The query returns the following results:

body errtype
Payment failed: connection timeout to payment gateway after 30000ms null
NullPointerException in CheckoutService.placeOrder at line 142 NullPointerException
Out of memory: Java heap space - shutting down pod payment-6f8d4b-ht7q3 null

Example 2: Extracting multiple words using max_match

The following query uses the rex command with the max_match parameter to extract multiple words from the body field. The extracted field is returned as an array of strings:

source=otellogs
| where severityText = 'WARN'
| rex field=body "(?<word>[A-Za-z]+)" max_match=3
| fields body, word

The query returns the following results:

body word
Slow query detected: SELECT * FROM products WHERE category = ‘electronics’ took 3200ms [Slow,query,detected]
Connection pool 80% utilized on database replica db-replica-02 [Connection,pool,utilized]
SSL certificate for api.example.com expires in 14 days [SSL,certificate,for]
Rate limit threshold reached: 450/500 requests per minute for API key ending in …abc789 [Rate,limit,threshold]
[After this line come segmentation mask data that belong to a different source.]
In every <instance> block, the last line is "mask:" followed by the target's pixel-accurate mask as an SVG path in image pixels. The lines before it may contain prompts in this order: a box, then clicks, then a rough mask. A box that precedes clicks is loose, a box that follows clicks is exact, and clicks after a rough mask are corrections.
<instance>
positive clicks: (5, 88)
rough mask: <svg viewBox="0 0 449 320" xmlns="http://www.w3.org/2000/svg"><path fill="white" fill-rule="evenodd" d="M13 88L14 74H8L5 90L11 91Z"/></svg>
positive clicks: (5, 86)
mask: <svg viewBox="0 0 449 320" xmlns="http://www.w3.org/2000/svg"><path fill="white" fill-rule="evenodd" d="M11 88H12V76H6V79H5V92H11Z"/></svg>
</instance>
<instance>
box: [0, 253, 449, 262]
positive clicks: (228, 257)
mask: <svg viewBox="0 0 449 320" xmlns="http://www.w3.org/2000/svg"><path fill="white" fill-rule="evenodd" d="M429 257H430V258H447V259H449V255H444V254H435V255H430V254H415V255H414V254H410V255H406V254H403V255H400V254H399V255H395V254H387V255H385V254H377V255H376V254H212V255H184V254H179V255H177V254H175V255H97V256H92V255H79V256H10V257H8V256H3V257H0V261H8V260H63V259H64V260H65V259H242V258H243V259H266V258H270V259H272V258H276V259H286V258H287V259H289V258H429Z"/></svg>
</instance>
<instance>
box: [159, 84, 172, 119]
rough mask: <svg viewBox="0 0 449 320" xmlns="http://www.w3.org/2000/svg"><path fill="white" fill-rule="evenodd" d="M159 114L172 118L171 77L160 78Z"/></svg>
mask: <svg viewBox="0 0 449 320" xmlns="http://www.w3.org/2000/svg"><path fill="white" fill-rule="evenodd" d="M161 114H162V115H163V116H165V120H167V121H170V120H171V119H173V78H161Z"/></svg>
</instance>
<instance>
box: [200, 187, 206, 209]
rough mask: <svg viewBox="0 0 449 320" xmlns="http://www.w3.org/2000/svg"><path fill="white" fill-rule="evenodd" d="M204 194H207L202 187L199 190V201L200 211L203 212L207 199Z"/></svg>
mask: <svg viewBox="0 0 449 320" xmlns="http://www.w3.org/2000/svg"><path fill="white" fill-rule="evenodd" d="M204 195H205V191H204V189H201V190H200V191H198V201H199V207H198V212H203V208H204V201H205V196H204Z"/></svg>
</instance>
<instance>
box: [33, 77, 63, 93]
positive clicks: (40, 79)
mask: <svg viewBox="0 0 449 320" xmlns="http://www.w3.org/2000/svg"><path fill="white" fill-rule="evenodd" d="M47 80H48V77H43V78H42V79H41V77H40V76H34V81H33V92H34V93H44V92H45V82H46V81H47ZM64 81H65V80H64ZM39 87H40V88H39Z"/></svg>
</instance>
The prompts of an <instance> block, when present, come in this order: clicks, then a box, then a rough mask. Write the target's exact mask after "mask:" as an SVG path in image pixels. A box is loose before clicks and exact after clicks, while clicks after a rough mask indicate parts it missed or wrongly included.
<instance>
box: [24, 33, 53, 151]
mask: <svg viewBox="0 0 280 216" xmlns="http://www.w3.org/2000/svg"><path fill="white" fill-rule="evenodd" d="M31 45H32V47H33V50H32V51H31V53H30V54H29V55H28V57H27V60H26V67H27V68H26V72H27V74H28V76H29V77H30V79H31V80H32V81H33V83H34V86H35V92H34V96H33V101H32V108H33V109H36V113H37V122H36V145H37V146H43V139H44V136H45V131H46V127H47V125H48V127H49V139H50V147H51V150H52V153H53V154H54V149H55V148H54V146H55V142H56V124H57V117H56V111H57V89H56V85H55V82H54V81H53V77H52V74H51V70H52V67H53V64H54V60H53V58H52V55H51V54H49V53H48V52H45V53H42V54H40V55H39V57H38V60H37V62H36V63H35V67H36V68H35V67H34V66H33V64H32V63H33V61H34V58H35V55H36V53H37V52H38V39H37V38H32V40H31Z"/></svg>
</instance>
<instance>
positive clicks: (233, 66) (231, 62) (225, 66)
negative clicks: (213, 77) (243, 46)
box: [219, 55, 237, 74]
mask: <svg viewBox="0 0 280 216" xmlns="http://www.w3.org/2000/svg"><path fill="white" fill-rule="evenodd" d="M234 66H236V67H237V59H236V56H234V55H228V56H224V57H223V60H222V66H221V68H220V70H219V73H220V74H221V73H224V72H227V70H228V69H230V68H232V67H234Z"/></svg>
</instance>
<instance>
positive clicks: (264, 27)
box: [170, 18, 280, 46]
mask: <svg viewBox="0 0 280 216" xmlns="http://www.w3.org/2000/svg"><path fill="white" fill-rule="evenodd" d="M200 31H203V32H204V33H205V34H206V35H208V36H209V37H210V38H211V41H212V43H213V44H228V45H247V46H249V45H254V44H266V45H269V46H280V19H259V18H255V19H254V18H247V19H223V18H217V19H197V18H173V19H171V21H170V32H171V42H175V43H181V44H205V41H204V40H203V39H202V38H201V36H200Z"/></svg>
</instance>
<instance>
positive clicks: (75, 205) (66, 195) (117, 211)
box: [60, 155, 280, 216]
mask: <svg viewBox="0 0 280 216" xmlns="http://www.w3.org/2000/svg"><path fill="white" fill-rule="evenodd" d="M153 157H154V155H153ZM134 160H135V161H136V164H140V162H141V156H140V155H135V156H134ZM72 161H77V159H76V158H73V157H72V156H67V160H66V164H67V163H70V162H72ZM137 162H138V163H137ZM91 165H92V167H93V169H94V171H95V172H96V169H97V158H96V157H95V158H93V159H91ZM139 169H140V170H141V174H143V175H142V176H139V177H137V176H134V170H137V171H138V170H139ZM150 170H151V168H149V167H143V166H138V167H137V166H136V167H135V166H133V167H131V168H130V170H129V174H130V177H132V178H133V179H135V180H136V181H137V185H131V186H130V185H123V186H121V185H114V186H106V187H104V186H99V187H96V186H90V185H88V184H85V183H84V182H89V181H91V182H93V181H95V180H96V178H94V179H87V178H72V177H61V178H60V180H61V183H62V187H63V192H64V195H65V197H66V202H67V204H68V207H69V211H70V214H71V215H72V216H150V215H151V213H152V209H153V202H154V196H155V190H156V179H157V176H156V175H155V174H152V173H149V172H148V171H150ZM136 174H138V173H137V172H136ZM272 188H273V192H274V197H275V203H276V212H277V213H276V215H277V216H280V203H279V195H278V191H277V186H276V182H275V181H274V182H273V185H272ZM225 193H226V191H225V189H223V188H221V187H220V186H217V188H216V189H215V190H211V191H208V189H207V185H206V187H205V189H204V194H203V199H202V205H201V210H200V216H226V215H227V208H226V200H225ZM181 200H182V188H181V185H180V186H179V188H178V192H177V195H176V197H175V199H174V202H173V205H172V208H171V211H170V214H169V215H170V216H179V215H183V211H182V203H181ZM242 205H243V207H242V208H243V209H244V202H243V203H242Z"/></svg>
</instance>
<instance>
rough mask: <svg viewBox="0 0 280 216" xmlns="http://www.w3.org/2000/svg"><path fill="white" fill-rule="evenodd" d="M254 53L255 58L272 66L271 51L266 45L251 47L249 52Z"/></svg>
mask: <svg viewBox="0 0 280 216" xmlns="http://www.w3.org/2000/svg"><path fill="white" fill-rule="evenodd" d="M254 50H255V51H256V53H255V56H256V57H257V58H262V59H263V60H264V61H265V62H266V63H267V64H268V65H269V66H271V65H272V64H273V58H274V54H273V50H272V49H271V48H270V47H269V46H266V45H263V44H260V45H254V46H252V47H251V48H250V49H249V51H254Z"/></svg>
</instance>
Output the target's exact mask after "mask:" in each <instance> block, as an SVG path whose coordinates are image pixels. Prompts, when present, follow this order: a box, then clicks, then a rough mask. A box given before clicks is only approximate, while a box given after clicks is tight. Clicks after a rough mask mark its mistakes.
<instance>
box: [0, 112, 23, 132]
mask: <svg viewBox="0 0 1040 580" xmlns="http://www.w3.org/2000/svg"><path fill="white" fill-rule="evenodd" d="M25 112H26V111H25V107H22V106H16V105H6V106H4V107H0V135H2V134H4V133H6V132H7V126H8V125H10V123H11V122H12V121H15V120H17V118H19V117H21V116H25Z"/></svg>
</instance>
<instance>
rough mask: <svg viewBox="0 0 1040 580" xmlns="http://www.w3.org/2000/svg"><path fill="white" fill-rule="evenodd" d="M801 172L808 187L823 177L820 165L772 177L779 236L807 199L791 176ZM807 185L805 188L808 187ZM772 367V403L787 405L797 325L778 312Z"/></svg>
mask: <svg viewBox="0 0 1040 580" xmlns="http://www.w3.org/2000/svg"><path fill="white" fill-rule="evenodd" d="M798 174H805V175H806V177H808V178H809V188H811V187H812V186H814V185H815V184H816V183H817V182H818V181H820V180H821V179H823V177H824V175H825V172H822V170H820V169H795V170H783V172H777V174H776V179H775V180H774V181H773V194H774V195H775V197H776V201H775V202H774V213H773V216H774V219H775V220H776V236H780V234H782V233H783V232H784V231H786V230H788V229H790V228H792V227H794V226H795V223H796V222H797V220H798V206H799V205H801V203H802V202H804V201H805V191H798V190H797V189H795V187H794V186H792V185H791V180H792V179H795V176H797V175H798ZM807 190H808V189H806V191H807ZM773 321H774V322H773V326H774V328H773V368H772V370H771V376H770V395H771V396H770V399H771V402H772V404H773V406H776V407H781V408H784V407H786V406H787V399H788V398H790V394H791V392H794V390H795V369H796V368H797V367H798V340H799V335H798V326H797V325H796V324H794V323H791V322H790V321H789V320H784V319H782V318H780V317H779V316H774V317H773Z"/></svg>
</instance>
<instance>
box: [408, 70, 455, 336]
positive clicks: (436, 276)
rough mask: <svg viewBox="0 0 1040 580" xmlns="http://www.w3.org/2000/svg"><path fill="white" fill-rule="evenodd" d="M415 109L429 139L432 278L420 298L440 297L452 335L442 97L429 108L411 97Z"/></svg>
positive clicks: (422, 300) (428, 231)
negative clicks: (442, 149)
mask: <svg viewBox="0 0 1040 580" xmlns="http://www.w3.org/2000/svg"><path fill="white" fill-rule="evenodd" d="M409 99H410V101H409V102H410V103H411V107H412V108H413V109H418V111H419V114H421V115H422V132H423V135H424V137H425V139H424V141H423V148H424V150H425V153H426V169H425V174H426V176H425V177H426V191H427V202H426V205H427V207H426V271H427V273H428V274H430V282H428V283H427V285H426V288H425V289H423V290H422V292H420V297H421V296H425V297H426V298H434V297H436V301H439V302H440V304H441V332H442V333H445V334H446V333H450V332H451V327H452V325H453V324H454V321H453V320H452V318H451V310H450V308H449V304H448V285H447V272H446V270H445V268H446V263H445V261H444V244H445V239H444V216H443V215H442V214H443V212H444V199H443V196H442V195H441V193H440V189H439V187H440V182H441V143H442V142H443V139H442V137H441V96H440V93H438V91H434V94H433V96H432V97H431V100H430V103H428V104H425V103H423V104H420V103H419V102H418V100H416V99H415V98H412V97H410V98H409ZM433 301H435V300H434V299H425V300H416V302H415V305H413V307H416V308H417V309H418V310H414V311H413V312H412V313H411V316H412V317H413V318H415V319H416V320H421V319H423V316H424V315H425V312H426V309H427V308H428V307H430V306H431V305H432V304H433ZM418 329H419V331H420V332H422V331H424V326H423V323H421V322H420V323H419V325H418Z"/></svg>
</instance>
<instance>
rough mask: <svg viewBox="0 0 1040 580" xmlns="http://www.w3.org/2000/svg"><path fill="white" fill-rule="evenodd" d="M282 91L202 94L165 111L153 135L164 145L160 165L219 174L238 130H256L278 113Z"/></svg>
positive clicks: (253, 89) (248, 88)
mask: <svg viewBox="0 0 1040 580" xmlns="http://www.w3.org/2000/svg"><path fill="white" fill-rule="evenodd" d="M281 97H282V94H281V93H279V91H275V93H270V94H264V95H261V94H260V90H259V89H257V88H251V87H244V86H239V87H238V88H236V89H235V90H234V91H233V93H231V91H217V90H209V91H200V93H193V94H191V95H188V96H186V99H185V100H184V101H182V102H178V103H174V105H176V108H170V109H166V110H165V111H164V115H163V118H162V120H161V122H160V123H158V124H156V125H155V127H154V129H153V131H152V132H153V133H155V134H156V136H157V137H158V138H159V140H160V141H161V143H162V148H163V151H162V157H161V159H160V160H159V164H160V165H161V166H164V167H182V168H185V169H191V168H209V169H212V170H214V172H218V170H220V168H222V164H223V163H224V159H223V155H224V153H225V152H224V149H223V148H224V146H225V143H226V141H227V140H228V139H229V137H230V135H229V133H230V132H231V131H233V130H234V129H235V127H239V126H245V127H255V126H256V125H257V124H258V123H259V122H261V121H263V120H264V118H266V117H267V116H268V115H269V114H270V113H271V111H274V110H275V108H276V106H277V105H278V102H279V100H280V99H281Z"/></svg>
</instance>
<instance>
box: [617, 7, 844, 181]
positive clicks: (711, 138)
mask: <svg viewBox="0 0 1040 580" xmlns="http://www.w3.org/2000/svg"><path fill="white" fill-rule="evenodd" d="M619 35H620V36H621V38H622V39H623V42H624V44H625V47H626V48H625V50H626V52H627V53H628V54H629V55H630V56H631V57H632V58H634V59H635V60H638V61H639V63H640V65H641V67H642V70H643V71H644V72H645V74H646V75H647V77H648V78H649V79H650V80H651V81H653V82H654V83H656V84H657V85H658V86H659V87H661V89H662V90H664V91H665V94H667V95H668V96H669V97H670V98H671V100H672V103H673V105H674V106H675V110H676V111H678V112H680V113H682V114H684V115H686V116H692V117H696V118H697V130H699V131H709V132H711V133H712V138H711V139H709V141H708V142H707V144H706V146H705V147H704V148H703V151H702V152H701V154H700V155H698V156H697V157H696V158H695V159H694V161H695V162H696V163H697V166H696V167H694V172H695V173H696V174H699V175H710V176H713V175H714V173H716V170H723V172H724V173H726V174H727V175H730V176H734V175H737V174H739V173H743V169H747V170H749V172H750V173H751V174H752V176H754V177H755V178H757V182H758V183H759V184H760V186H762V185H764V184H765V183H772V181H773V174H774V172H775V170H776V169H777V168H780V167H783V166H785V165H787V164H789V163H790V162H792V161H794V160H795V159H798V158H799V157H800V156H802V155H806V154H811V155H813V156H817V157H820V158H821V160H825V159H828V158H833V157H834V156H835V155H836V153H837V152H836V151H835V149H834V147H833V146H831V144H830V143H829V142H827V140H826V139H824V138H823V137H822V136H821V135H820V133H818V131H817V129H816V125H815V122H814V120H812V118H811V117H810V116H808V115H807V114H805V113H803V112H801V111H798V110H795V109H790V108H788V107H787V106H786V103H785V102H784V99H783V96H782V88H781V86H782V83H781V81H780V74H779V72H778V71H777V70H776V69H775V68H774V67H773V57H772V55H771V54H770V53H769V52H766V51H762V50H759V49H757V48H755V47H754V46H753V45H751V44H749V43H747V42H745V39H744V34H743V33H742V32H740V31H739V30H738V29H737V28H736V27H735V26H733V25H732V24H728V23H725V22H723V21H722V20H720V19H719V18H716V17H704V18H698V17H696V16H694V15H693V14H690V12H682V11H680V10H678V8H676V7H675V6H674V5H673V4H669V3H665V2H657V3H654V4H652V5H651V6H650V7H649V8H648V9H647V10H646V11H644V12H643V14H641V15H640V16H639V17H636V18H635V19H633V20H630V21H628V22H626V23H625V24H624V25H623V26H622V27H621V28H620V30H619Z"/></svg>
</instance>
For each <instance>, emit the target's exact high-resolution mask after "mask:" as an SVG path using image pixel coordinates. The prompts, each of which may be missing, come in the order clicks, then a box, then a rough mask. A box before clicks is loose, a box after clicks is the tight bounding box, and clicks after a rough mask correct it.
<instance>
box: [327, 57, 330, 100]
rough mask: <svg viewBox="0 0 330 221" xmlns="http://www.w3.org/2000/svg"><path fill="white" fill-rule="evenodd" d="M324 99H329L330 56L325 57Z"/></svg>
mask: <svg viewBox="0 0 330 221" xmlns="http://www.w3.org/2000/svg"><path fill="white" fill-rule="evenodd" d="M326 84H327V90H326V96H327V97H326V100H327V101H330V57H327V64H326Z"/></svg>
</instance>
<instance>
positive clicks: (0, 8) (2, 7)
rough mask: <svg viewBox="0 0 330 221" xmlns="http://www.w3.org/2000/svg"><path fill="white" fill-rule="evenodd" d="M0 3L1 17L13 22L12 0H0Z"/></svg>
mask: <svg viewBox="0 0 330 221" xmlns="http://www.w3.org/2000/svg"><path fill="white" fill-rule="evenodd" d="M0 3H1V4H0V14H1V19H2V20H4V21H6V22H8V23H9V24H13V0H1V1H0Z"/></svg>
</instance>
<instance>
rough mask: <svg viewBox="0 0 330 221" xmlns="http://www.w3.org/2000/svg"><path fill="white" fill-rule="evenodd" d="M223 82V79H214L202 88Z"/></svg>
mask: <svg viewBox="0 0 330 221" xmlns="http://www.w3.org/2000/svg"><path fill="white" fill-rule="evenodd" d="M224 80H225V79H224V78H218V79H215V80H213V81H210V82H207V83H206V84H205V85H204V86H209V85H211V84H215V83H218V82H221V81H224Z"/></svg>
Example 3: Replacing text using sed mode

The following query uses sed mode to mask IP addresses in log messages for privacy compliance:

source=otellogs
| where LIKE(body, '%authenticated%') OR LIKE(body, '%credentials%')
| rex field=body mode=sed "s/[0-9]+\\.[0-9]+\\.[0-9]+\\.[0-9]+/xxx.xxx.xxx.xxx/"
| fields body

The query returns the following results:

body
User U300 authenticated via OAuth2 from xxx.xxx.xxx.xxx

Example 4: Tracking match positions using offset_field

The following query tracks the character positions where matches occur, useful for highlighting matches in a UI:

source=otellogs
| where severityText = 'ERROR'
| rex field=body "(?<errtype>[A-Z][a-zA-Z]+Exception)" offset_field=pos
| where NOT ISNULL(errtype)
| fields body, errtype, pos

The query returns the following results:

body errtype pos
NullPointerException in CheckoutService.placeOrder at line 142 NullPointerException errtype=0-19

Capture group names cannot contain underscores because of Java regex limitations. For example, (?<error_type>\w+) is invalid; use (?<errortype>\w+) instead.

For detailed Java regex pattern syntax and usage, refer to the official Java Pattern documentation.